İnsanlık gelişim indeksinin artık vaz geçilmezi yaşam süresi ise maalesef zannedildiği gibi her zaman doğal yollardan belirlenmiyor. En kıymetli maddi değer bizzat yaşamın kendisi olsa da karnı tok insan bile bu değerli varlığından vaz geçebiliyor. İnsanın temel ödevleri temel ihtiyaçlar baz alınarak oluşmuştur. Aç bir karnı doyurmak bir ödev olduğu gibi her insana insanlık onuruna yakışan saygıyı göstermek de en önemli insanlık ödevidir. Canına kıymak hem ahlaken hem dinen hoş görülmese de kâh büyük düşünürleri kâh en kavi imanlı kimseleri bu amansız yokluğa sürükleyen ya da düşündürten açlıklar vardır. İnsanlık onurunu hiçe saymak gibi. İnsan her türlü varlığı sevebilir. İnsan sevgisi ile dolu insanlar vardır. İnsanı sevemeyip hayvanı seven de. Hatta canlılardan kaçıp sevgisini maddeye yönelten de. Aslında sevmek zannedildiği kadar zor da değildir. İnsan öyle ya da böyle bir şeyleri sever. Zor olan ise insana salt insan olduğu için insanlık onurunu zedelememek adına, varlığını koşulsuz kabullenmek manasına, sahip olduğu ya da olamadığı özelliklerle sana benzese de benzemese de saygı duymaktır.

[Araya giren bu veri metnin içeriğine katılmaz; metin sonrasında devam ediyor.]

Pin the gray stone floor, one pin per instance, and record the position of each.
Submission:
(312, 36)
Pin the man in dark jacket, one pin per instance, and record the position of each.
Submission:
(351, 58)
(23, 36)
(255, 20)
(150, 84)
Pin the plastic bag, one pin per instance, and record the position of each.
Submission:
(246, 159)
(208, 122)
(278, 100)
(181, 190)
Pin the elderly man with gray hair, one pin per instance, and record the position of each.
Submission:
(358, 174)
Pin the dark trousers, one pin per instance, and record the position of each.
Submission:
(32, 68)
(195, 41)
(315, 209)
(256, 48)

İnsan aç kalsa da onurunu koruduğu müddetçe Sinoplu Diyojen gibi ayakta kalabilir. İnsan her şeye sahip olsa insanlık onuruna yaraşan saygı olmasa, varlığı hiçe sayılsa, hor görülse hayata tutunmakta zorlanır. Otoritenin zulmedip ezmeye çalıştığı o aziz varlığını, zalimin vicdandan mahrum yüzüne haykıran “Ben hain değilim” yürek dağlayan notu ile sonlandırarak bu diyardan göçebilir. Çünkü dayanamadığı açlık değil, onun biricik varlığının, kendiliğinin reddedilmesi, yok sayılmasıdır. İşte bu açlıktan beter bir yoksunluktur. Bu gibi ‘insanlık onurunun çiğnenme’ vakaları tüm zalim ve zulme sessiz kalanların sırtına öyle ağır bir vebal yükler ki altından kalkılması imkânsız son pişmanlık da faydasızdır. Aç bir insana bir kap pirinç nasıl kıymetli ise her insana salt insan olduğu için saygı dolu bir kalp sunmak o kadar kıymetlidir. İnsanı hayatından vaz geçme seviyesine getirmeyen, daha iyi ve mutlu, gelişmişlik seviyesi yüksek bir toplum oluşturmak zor değildir aslında. Sadece maddi ihtiyaçlara odaklanmakla da olmaz. Her şeyden önce varlığına, insanlık onuruna yaraşır ta gözlerinin içine bakan kalp dolusu saygı sunmalı insanlara.